PEORIA – Colleagues of St. Clair County circuit clerk Kahalah Clay elected her as president of the Illinois Association of Court Clerks on Nov. 13.
The association elected her at the fall conference of the Illinois Association of County Officials, in Peoria.
As a member of the executive board of the clerks’ association, Clay has helped carry out a statewide transition from paper filing to electronic filing.
In an interview after her election she said that the Supreme Court has mandated that on Jan. 1, 2018, all trial courts must electronically file civil cases.
“The Court issued the mandate in January of 2016, and we have all been working hard since then,” she said.
“It’s exciting but at the same time, it’s going to be a process. There has been some reluctance which is understandable, but we will all get through this together.
“It changes life for everyone - judges, the Bar, even pro se litigants.”
Clay herself belongs to the Bar. She said she and three other circuit clerks in Illinois hold law licenses.
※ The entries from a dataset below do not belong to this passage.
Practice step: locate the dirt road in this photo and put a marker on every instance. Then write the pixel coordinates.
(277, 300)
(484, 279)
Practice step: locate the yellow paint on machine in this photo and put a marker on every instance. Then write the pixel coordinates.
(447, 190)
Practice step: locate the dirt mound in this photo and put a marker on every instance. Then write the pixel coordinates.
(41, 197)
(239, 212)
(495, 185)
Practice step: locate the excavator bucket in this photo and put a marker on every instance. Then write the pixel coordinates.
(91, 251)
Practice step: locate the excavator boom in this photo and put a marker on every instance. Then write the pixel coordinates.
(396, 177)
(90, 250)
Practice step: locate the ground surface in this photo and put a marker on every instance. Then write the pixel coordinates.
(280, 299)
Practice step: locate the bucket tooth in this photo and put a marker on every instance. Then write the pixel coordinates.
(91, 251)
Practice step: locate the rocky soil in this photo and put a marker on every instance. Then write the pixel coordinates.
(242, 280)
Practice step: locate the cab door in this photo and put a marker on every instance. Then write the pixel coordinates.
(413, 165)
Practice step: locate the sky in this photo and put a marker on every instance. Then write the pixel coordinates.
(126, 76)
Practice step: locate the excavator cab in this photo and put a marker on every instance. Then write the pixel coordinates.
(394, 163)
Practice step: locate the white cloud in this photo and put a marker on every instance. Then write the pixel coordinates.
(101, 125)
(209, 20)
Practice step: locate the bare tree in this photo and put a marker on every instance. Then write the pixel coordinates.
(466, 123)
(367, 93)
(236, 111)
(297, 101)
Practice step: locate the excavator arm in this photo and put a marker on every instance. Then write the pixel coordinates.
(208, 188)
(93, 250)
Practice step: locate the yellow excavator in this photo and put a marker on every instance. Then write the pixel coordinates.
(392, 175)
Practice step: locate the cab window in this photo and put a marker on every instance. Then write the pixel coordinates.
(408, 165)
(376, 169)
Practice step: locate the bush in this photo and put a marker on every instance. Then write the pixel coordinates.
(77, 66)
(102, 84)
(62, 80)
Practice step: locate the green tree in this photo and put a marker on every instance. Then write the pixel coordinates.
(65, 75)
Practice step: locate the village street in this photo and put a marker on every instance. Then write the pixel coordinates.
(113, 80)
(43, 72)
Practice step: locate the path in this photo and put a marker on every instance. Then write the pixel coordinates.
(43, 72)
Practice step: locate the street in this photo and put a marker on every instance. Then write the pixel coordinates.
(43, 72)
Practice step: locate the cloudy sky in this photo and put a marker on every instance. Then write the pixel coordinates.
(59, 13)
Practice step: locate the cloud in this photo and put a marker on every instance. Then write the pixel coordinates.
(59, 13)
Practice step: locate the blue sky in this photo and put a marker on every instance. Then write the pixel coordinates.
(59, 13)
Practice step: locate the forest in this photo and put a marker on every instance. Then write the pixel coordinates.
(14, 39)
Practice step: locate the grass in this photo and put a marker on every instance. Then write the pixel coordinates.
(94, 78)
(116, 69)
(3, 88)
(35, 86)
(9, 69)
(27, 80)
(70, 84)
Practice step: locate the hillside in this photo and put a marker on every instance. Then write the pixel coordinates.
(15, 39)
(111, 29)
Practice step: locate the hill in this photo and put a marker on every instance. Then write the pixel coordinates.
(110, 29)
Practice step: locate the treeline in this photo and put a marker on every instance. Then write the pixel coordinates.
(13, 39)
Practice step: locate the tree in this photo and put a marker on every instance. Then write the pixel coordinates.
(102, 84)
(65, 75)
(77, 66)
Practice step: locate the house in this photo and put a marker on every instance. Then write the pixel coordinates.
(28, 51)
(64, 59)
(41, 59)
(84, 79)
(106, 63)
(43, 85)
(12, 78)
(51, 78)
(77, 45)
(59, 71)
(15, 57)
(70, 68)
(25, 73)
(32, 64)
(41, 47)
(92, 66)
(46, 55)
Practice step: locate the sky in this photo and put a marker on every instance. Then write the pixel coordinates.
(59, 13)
She took office in the courthouse by appointment in 2011, after the appointment of circuit clerk Brendan Kelly as state’s attorney.
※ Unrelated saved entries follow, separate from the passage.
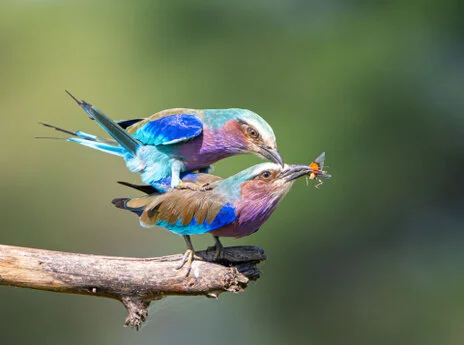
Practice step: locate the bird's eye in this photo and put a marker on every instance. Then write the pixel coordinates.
(252, 132)
(266, 175)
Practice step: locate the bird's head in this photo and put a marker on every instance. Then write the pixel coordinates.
(244, 131)
(266, 181)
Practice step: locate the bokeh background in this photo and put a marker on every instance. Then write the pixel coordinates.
(375, 256)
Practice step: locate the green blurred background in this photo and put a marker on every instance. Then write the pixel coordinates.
(375, 256)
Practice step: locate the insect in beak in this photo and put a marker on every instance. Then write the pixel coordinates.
(316, 172)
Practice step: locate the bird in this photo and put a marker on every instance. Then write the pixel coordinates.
(179, 140)
(233, 207)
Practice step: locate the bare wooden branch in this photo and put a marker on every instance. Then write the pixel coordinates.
(133, 281)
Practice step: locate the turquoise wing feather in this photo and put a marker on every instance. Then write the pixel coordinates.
(169, 130)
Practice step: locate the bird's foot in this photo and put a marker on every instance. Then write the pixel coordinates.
(218, 250)
(187, 260)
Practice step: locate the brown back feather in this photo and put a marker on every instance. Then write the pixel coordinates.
(179, 203)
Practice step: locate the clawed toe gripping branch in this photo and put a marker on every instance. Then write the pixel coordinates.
(136, 282)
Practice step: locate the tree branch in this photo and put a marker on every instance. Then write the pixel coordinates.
(133, 281)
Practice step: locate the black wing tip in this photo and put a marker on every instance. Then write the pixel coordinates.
(120, 202)
(147, 189)
(74, 98)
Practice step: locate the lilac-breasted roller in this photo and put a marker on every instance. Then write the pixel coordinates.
(233, 207)
(174, 141)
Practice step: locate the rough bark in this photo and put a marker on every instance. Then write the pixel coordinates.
(133, 281)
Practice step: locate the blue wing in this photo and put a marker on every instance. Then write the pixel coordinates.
(169, 130)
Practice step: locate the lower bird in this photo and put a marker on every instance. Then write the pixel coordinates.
(233, 207)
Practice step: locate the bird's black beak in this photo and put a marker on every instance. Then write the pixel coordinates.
(294, 171)
(273, 155)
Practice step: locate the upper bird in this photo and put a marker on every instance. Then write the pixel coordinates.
(173, 141)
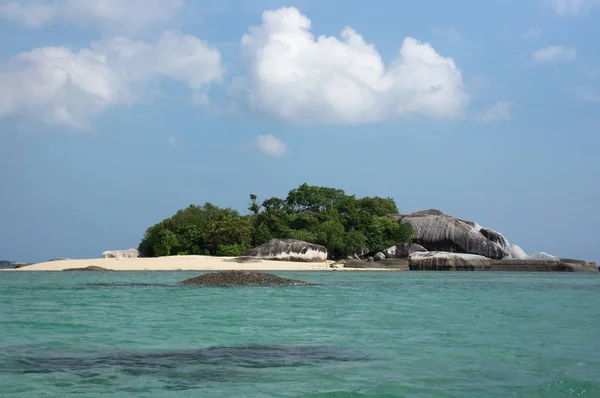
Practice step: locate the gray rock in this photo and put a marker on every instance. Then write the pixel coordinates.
(436, 231)
(239, 278)
(130, 253)
(289, 250)
(403, 250)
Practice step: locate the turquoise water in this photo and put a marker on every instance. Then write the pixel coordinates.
(355, 334)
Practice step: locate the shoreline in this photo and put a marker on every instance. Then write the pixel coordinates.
(185, 263)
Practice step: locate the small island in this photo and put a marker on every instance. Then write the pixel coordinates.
(321, 228)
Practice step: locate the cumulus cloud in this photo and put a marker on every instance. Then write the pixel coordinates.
(271, 145)
(302, 79)
(61, 87)
(554, 54)
(500, 111)
(572, 7)
(533, 33)
(122, 14)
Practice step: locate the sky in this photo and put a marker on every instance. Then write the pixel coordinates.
(114, 114)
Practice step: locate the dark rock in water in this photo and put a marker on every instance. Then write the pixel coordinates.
(439, 261)
(391, 264)
(579, 265)
(240, 278)
(218, 363)
(289, 250)
(90, 268)
(244, 260)
(403, 250)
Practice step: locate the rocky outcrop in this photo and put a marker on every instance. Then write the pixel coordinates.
(90, 268)
(544, 256)
(240, 278)
(436, 231)
(404, 250)
(444, 261)
(289, 250)
(131, 253)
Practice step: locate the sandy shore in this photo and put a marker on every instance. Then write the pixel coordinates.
(181, 263)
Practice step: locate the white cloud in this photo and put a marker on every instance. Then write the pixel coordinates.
(533, 33)
(572, 7)
(554, 54)
(300, 79)
(271, 145)
(500, 111)
(120, 14)
(62, 87)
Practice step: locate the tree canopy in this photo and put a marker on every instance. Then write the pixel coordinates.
(342, 223)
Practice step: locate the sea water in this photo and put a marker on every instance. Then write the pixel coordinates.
(350, 334)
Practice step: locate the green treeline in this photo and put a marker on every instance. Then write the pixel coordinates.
(342, 223)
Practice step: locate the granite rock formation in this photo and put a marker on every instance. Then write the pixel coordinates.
(289, 250)
(436, 231)
(240, 278)
(444, 261)
(130, 253)
(90, 268)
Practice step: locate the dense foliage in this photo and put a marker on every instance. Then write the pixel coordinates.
(342, 223)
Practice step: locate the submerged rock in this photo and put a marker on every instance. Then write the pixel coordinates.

She continued a conversion to electronic filing that Kelly had begun. Voters elected her for a full term in 2012.
Clay was the second circuit clerk to receive permanent electronic filing status from the Supreme Court, in May 2013.
In that year she joined the executive board of the state association.
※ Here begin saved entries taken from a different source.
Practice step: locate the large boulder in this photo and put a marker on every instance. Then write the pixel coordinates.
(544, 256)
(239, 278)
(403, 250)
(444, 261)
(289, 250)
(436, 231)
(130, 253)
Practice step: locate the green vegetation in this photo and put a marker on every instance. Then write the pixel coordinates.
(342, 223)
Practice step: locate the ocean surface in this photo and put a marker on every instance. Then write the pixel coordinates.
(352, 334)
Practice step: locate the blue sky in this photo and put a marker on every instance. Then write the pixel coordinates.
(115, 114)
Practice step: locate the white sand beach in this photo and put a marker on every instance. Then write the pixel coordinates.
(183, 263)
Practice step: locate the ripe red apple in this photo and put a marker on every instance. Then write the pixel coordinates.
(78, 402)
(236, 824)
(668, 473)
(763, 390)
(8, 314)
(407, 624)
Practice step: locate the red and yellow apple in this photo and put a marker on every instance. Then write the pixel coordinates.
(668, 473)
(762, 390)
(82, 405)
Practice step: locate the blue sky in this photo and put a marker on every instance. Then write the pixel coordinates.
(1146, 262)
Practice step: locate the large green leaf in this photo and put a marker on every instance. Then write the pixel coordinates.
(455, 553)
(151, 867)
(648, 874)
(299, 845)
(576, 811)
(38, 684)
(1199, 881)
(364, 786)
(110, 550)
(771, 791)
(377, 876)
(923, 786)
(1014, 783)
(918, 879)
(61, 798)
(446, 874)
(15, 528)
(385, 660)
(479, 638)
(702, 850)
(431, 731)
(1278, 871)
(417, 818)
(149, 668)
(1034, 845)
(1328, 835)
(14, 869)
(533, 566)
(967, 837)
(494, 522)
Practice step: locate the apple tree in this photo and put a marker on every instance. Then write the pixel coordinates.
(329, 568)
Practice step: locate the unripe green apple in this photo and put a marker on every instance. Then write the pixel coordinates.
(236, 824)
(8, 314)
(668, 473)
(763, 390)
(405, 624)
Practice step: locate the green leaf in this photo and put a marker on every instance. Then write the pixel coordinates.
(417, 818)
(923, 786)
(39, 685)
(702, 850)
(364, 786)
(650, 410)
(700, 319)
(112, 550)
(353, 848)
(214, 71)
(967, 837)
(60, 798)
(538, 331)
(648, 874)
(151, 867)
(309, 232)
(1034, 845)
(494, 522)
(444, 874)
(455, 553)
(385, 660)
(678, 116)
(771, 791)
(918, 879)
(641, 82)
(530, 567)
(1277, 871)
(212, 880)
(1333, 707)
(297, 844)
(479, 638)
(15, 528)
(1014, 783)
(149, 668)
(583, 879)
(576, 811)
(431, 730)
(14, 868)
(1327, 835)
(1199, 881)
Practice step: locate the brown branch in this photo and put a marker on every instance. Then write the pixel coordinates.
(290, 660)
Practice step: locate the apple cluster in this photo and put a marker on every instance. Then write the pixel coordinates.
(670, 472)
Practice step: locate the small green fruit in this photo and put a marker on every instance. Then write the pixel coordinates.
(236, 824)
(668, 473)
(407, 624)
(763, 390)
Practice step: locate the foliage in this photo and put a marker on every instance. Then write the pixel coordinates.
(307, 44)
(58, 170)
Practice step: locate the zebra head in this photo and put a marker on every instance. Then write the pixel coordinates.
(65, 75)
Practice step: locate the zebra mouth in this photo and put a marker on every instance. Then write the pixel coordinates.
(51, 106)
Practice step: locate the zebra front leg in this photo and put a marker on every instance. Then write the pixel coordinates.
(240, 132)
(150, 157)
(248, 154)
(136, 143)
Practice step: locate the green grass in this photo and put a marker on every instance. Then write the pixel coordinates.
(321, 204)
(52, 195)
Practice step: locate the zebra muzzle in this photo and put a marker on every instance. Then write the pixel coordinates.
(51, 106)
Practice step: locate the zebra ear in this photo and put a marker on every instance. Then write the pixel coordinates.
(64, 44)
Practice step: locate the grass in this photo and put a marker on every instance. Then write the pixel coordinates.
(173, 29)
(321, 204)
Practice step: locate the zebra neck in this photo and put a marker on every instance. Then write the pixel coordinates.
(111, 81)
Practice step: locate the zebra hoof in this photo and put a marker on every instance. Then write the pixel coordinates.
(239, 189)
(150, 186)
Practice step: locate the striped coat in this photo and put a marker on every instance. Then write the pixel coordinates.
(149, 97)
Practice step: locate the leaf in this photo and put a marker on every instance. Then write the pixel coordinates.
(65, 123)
“The innovations in my office, the importance of the Supreme Court’s vision, and the faith and support of my colleagues led to my initial appointment to the executive board,” she said.
Association members picked her as secretary in 2013 and 2014, vice president in 2015, and president-elect last year.
“I have helped shape legislation and worked within the association to foster all that the 102 clerks of the courts support and hold dear as an association of court administrators,” she said.
The association’s official purpose is “to exchange information, foster cooperation, and devise the means for planning and promoting programs and ideas for more effective operation of their respective offices.”
It proposes and opposes legislation. It cooperates with the association of county officials and the administrative office of Illinois courts.
No St. Clair County circuit clerk has led the association since Walter Flannigen in 1959.
Clay is the first African-American to lead the association.